This post is the latest in a series designed to keep the Graduate Center community updated about our collections; focused primarily on electronic resources available through the Graduate Center Library.
New Databases
(These and all other databases can be found on our A-Z list)
Electronic Arts Intermix Streaming Videos a selection of streaming videos from Electronic Arts Intermix, a nonprofit arts organization that is a leading international resource for video and media art.
Loeb Classical Library Harvard University Press presents an interconnected, fully searchable, perpetually growing, virtual library of all that is important in Greek and Latin literature. Includes more than 520 volumes of Latin, Greek, and English texts.
Rosetta Stone Language learning program for 30 languages. For initial setup, click “First Time Users.” To launch the program thereafter, click “Launch Rosetta Stone Language Lessons Version 3” after logging in.
Underground and Independent Comics, Comix, and Graphic Novels (Volumes I and II) a scholarly, primary-source database focused on adult comic books and graphic novels. The current release contains 500 comic series, or 2,271 comic books.
New Journal
Texte Zur Kunst (on our shelves as part of our print collections)
New Trial Databases
- DBpia The Graduate Center has access to this trial through January 2015. Dbpia is the largest academic database in Korea, and provides academic articles written in Korean language.
- Education Week The Graduate Center has access to this resource through December 17, 2014. A national newspaper focusing on K-12 education policy and practice. A forum for news, information, advice and opinion for teachers, as well as discourse on critical issues in American education.

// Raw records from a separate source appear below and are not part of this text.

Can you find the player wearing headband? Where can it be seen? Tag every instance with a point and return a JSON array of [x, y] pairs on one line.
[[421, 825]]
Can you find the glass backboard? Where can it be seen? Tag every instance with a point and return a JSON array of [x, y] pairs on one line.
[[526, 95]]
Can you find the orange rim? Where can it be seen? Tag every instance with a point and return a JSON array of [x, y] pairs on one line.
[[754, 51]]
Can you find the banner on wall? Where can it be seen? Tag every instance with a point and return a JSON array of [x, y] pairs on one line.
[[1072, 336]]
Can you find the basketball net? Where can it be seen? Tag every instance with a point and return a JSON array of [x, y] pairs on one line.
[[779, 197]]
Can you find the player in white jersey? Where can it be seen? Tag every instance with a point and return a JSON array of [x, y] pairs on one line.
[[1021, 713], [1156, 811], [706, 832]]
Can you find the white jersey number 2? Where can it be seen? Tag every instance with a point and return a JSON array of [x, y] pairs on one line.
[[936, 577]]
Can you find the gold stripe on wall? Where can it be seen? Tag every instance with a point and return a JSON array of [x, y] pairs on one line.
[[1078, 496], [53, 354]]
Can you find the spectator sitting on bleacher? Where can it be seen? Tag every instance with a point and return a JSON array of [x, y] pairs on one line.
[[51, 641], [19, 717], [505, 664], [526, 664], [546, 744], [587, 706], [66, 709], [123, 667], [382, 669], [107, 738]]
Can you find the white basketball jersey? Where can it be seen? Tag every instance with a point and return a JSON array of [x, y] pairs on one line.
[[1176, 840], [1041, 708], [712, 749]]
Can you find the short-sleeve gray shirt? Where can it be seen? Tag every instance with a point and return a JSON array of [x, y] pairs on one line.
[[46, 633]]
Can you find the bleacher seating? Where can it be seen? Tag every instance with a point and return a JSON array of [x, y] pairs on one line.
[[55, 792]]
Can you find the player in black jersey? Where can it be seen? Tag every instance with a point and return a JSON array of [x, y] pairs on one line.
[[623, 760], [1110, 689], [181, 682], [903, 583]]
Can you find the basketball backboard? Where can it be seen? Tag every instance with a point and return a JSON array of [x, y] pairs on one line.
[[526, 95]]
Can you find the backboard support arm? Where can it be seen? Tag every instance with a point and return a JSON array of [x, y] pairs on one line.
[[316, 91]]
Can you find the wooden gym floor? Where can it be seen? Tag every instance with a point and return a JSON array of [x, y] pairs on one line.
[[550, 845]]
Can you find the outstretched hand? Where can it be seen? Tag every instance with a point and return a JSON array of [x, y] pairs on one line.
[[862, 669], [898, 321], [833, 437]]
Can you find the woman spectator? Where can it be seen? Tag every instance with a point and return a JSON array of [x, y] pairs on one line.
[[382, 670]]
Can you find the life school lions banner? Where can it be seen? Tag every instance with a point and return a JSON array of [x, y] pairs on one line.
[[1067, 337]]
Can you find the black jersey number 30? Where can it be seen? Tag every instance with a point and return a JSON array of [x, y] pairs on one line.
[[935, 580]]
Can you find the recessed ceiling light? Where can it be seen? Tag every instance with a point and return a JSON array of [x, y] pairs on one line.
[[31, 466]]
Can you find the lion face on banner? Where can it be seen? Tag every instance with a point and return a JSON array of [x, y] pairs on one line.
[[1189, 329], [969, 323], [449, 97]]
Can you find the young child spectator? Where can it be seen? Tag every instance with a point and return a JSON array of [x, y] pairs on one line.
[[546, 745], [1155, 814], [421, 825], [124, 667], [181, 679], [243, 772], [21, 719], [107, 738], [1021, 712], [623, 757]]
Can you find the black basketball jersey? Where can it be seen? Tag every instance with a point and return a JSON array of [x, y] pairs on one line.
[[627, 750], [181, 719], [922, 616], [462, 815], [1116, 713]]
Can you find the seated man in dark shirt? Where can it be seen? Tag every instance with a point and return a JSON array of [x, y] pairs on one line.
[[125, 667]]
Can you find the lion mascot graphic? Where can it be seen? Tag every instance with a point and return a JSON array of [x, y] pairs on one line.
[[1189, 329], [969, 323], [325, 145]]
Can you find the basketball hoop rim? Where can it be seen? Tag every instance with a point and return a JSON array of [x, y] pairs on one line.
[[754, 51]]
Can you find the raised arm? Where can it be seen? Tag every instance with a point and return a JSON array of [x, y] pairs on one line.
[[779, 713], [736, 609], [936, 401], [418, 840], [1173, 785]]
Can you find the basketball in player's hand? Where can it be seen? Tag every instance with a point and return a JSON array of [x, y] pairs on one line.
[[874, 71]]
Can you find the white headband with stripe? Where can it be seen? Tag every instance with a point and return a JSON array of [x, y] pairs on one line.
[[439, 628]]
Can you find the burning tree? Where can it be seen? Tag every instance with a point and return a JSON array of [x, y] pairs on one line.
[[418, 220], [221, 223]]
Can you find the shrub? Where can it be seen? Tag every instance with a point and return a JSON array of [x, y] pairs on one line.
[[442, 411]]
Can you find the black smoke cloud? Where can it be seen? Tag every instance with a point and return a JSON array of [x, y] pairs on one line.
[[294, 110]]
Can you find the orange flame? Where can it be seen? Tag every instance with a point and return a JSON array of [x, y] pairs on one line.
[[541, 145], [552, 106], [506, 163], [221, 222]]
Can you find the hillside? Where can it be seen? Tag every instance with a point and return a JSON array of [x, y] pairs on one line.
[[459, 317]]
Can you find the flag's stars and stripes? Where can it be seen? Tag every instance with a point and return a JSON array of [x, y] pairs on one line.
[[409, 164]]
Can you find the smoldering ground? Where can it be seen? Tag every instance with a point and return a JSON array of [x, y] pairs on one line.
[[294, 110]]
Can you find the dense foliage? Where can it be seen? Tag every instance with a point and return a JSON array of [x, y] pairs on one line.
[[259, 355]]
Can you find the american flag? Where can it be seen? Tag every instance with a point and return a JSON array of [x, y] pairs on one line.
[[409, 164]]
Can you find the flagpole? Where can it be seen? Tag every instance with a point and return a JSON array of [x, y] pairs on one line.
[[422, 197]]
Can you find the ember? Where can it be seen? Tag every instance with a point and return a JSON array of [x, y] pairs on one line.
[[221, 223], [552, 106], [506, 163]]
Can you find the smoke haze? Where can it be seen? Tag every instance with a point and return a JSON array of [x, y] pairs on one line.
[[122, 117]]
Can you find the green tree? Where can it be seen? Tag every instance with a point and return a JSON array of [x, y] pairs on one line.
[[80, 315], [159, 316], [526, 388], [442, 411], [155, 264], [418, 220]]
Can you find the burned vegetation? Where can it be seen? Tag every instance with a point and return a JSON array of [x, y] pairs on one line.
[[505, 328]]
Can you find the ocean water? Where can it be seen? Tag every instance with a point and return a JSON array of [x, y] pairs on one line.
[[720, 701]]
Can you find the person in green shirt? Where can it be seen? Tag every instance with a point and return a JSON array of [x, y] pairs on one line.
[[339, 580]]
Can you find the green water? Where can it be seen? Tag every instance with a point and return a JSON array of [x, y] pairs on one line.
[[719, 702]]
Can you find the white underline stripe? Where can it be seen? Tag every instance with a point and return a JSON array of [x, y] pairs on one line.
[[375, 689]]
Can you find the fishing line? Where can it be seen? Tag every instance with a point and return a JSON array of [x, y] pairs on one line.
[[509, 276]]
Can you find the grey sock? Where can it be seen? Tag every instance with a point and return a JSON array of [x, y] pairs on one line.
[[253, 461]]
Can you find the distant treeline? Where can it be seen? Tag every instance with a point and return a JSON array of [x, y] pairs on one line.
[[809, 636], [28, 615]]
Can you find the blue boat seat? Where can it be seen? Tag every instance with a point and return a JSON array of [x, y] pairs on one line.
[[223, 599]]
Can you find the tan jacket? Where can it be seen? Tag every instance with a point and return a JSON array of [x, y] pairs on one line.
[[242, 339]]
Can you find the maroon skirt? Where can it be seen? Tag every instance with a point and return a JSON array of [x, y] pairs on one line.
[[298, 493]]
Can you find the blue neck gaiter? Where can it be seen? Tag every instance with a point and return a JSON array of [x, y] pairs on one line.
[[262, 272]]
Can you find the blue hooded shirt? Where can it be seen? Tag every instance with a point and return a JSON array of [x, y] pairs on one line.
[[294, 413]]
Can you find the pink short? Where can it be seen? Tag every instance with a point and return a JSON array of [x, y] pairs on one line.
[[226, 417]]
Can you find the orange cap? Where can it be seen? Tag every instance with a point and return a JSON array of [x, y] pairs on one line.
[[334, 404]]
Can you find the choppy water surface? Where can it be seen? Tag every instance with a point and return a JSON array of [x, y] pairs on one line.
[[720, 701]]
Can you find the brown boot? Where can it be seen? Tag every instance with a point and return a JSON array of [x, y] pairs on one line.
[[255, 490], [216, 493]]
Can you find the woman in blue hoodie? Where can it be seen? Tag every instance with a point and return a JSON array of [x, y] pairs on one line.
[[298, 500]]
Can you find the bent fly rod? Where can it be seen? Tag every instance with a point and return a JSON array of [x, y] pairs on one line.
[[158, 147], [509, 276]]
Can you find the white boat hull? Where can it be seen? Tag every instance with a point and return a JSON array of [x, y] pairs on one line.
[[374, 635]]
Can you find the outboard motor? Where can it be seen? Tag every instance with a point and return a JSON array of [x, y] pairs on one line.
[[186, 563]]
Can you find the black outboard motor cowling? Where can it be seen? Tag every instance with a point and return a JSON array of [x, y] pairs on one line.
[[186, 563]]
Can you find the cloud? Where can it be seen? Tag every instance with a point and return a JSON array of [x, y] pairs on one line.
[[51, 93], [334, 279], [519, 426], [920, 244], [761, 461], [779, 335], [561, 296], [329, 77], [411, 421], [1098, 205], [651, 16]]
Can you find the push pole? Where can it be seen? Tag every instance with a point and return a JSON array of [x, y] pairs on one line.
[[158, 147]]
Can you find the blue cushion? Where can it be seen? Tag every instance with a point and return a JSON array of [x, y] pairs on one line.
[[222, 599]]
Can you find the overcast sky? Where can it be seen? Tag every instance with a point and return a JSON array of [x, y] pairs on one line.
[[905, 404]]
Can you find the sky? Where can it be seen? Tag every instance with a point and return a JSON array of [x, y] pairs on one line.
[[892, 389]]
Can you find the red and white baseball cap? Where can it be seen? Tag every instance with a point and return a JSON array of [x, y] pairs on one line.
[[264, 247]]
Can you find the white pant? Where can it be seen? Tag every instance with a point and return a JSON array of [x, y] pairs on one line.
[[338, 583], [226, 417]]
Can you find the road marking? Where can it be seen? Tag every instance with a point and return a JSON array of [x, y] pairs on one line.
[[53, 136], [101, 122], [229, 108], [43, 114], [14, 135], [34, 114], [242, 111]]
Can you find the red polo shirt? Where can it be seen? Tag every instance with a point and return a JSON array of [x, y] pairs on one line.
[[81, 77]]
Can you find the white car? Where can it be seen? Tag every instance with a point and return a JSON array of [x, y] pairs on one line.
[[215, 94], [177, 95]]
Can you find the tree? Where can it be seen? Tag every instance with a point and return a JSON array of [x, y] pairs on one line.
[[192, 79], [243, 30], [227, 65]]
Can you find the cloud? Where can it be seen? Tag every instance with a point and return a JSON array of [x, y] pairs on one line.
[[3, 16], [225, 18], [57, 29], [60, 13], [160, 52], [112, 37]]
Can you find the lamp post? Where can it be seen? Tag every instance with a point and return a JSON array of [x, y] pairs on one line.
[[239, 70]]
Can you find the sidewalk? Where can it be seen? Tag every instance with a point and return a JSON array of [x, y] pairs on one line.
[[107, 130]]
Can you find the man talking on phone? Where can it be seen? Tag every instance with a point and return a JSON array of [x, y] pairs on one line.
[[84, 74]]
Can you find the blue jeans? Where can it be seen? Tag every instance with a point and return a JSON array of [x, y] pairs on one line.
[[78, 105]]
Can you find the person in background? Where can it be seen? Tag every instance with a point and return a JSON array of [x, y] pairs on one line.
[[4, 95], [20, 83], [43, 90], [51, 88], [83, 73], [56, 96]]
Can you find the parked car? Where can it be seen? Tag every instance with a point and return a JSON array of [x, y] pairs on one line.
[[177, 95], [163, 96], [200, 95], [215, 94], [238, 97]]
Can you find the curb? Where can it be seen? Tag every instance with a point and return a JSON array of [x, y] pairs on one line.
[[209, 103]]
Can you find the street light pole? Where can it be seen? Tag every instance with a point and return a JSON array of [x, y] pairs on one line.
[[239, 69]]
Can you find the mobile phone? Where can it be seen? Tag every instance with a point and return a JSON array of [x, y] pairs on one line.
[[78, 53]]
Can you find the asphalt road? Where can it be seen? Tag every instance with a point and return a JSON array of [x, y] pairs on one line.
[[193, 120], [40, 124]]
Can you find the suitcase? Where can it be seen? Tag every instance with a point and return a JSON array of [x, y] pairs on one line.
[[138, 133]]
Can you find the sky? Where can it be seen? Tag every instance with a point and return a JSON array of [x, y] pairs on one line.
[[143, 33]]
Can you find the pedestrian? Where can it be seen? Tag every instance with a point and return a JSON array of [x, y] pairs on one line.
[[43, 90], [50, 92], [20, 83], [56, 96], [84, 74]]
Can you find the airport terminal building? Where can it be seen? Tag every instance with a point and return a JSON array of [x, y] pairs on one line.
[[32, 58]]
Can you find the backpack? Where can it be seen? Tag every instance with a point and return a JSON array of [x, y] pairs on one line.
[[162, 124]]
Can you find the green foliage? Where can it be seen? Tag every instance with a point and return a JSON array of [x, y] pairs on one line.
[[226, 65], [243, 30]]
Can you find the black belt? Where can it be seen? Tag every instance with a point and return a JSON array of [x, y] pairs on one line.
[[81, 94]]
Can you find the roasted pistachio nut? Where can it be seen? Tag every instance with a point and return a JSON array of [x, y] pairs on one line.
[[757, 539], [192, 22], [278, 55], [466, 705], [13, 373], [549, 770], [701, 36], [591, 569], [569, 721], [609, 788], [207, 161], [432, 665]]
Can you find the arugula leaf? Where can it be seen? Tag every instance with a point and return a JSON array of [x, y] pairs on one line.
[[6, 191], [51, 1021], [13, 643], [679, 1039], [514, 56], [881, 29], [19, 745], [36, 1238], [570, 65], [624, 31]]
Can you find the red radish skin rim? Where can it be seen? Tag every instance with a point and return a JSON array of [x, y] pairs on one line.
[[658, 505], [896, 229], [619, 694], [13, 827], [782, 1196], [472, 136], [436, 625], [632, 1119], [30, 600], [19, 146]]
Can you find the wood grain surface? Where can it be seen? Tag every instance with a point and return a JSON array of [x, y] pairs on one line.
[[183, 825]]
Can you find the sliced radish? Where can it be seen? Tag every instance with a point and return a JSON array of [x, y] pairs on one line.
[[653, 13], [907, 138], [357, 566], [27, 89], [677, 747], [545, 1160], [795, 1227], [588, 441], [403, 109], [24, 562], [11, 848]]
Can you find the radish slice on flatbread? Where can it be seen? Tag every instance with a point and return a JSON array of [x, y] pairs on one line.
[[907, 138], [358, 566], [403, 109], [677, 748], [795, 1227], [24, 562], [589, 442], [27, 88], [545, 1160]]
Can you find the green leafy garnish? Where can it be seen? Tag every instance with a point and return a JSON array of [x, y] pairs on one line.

- Human Rights Studies Online The Graduate Center has access to this trial through January 17, 2015. Human Rights Studies Online is a research and learning database sharing documentation, analysis, and interpretation of major human rights violations and atrocity crimes worldwide. The collection is growing to include 75,000 pages of text and 150 hours of video that give voice to the countless victims of human rights crimes in the 20th and early 21st centuries.